A Level Design and Technology

Head of Department: Miss AM Healy BA (Hons), PGCE (Luton)
Email: ahealy@stedmundscollege.org

EXAMINATION BOARD: AQA

COURSE CONTENT IN RHETORIC I

Unit 1 – Materials, Components and Application
In Rhetoric I candidates should develop an understanding of the physical and mechanical properties of a broad range of materials and components. They should understand why these are used in specific applications with particular emphasis on the lifecycle of products including manufacture, use and disposal. Through study and first-hand experience in practical project work, candidates will also develop knowledge of the health and safety issues relevant to working with materials.

In addition, candidates should begin to develop knowledge and understanding of the broader issues for the designer such as environmental sustainability of products and their manufacture, ergonomics and anthropometries, inclusive design and consumer safety.

Unit 2 – Learning Through Designing and Making
Coursework may take a number of forms: a simple design-and-make project, two smaller projects or a portfolio of work. There is the opportunity for students to use CAD/CAM resources.

COURSE CONTENT IN RHETORIC II

Unit 3 – Design and Manufacture
There is an expectation that candidates will have a knowledge and understanding of Materials and Components, gained as a result of studying the subject content in Rhetoric I and having developed this through their coursework at Unit 2.  In Rhetoric II this knowledge and understanding will be developed through Unit 4 coursework and a further study of how materials and components play a major part in:

  • Design and Market Influences – for example, the evolution, selection and application of materials for the manufacture of modern products.
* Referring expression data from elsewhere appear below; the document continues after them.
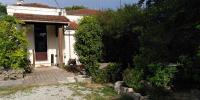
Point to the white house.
(49, 31)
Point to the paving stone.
(46, 75)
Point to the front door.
(40, 42)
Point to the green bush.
(13, 44)
(109, 74)
(161, 75)
(113, 72)
(133, 78)
(88, 46)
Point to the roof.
(42, 18)
(34, 5)
(83, 12)
(73, 25)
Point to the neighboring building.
(49, 31)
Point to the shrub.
(13, 44)
(161, 75)
(113, 72)
(133, 78)
(88, 45)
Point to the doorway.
(40, 42)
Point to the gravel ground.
(54, 92)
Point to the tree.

How the use and conservation of both energy and raw materials affect the selection and application of materials for the production and function of products today.
  • Processes and Manufacture – for instance, the application of materials and components to suit specific production processes, from one-off to mass production.
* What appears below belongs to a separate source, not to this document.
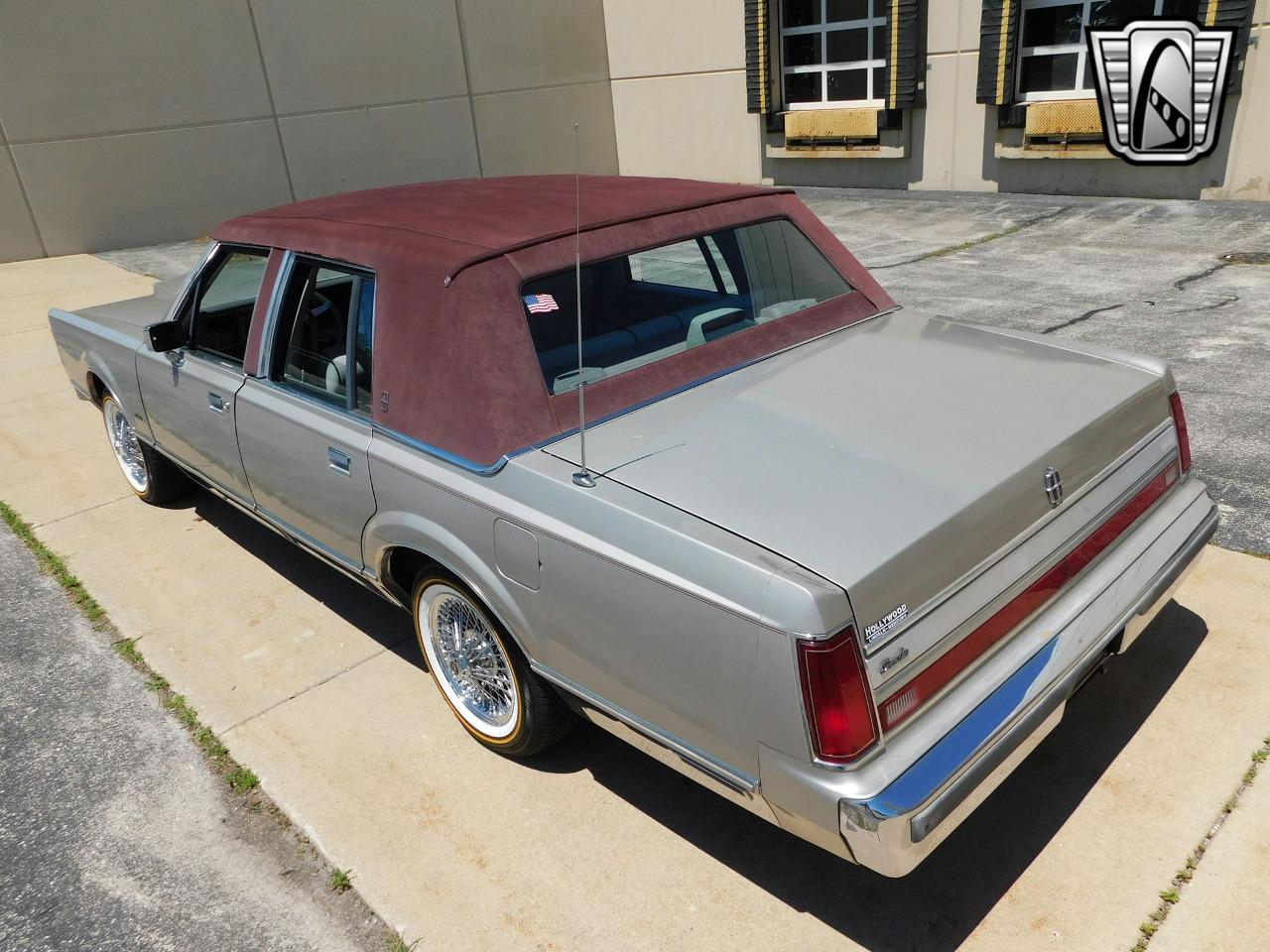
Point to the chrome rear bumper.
(915, 806)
Unit 4 – Design and Making Practice
Written (or electronic) design folder and manufactured outcome. Candidates submit evidence of a substantial designing and making activity.

Coursework

Coursework units 2 and 4 are substantial design and make projects where knowledge of the subject content is applied to a client based project of the students’ choice. It will seek to develop existing and new skills by the use of a range of materials and manufacturing processes.

The design work involves detailed primary and secondary research leading to a product specification which then allows the student to propose a range of ideas that culminate in a chosen design. Detailed development then follows which includes the use of 3D CAD software and planning the sequence of manufacture leading the making of a high quality outcome. A thorough evaluation of the complete product is then made
including the views of the client and others.

Throughout the units a range of presentational techniques are employed to produce the accompanying design folder. In Unit 4 students are encouraged, where possible; to choose a project that complements their chosen career area. They can, for example, be engineering based or lay more emphasis on product design or creative 3D design.

Key skills
  • An interest in practical work
  • Creativity
  • Independent learning
  • Initiative
  • Problem solving
Enrichment opportunities
  • Rotary Technology Tournaments
  • Work experience placements
Higher education and career prospects

Product Design can lead to a Foundation or Degree course in a range of design disciplines and is beneficial to those who intend to pursue a career in architecture, industrial design, automotive design or engineering.